L'Irlande et l'Espagne ont lancé des appels pour que Bruxelles utilise son influence économique afin d'exercer une pression diplomatique sur Israël, en révisant l'accord d'association et en restreignant davantage le commerce avec Israël.
L'accord d'association comprend une clause selon laquelle les relations entre l'UE et Israël sont "fondées sur le respect des droits de l'Homme et des principes démocratiques", ce qui signifie qu'il pourrait être suspendu si les pays de l'UE convenaient à l'unanimité que les opérations d'Israël à Gaza et au Liban violent les droits fondamentaux.
L'Union européenne est le principal partenaire commercial d'Israël et représentait 28,8 % de ses échanges de marchandises en 2022.

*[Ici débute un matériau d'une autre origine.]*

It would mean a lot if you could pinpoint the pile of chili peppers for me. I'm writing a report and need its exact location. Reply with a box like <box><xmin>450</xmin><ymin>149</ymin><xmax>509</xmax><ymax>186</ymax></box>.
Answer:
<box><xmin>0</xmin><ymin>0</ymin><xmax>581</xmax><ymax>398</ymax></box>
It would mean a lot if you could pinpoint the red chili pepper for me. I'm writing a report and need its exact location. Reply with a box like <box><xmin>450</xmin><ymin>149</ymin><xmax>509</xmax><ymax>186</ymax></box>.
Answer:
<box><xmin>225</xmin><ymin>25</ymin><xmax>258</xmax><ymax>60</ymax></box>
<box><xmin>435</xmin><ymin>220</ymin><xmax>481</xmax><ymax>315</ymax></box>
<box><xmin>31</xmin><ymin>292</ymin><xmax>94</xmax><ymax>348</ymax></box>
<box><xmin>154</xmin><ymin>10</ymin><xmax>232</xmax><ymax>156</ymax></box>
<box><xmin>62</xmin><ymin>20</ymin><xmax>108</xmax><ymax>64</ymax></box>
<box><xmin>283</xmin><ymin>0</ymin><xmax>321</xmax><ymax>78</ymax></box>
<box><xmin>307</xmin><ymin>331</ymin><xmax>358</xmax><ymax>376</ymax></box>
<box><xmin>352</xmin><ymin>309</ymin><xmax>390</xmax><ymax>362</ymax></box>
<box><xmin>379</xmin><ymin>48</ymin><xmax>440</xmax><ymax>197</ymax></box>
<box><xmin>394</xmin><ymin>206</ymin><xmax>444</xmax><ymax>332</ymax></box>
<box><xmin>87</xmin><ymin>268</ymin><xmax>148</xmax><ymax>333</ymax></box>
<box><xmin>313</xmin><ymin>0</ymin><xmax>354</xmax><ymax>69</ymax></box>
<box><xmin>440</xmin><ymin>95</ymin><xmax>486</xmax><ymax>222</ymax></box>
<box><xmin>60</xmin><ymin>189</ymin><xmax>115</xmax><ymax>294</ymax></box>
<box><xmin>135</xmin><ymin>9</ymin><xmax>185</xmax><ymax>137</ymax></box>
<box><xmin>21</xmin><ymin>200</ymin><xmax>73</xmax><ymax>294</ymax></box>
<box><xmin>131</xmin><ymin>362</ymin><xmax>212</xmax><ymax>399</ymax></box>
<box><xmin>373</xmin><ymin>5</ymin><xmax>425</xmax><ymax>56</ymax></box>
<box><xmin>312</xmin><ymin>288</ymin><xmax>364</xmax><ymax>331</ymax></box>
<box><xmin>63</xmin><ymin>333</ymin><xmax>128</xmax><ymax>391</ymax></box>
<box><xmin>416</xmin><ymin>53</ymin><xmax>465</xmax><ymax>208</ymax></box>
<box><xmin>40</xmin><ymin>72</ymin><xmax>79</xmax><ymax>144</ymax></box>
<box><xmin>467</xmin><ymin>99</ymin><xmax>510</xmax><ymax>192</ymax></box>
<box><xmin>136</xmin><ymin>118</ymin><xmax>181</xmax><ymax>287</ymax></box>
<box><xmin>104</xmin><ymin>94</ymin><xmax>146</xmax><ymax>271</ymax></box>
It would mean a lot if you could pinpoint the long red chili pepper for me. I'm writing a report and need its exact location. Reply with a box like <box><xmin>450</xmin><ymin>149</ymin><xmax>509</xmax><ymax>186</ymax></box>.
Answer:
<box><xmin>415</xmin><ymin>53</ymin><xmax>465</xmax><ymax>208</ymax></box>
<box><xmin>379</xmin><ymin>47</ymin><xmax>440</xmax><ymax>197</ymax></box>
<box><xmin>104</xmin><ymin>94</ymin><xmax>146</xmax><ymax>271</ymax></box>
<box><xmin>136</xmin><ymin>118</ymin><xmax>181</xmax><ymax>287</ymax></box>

Les dirigeants européens ont décidé d'organiser un conseil spécial pour discuter de cet accord en mai dernier. Si Israël a accepté en principe de participer à ce conseil, Tel-Aviv a d'ores et déjà rejeté suggestion du haut diplomate Josep Borrell selon laquelle la réunion devrait être convoquée spécifiquement pour examiner le respect par Israël des droits de l'homme à Gaza.
"Je crains que le conseil d'association n'ait pas lieu avant le prochain conseil des affaires étrangères", a déclaré M. Borrell cette semaine, signe que les négociations entre les deux parties sur les modalités du conseil sont toujours dans l'impasse. Le prochain conseil des Affaires étrangères devrait avoir lieu à la mi-novembre.
Le Premier ministre intérimaire belge, Alexander de Croo, a demandé que l'UE interdise les produits israéliens provenant des territoires palestiniens occupés, et l'interdiction a déjà été promulguée par le conseil municipal de Bruxelles.
La Norvège, qui n'est pas un État membre de l'UE, a déconseillé à ses entreprises de commercer avec les colonies israéliennes en réaction à la guerre à Gaza.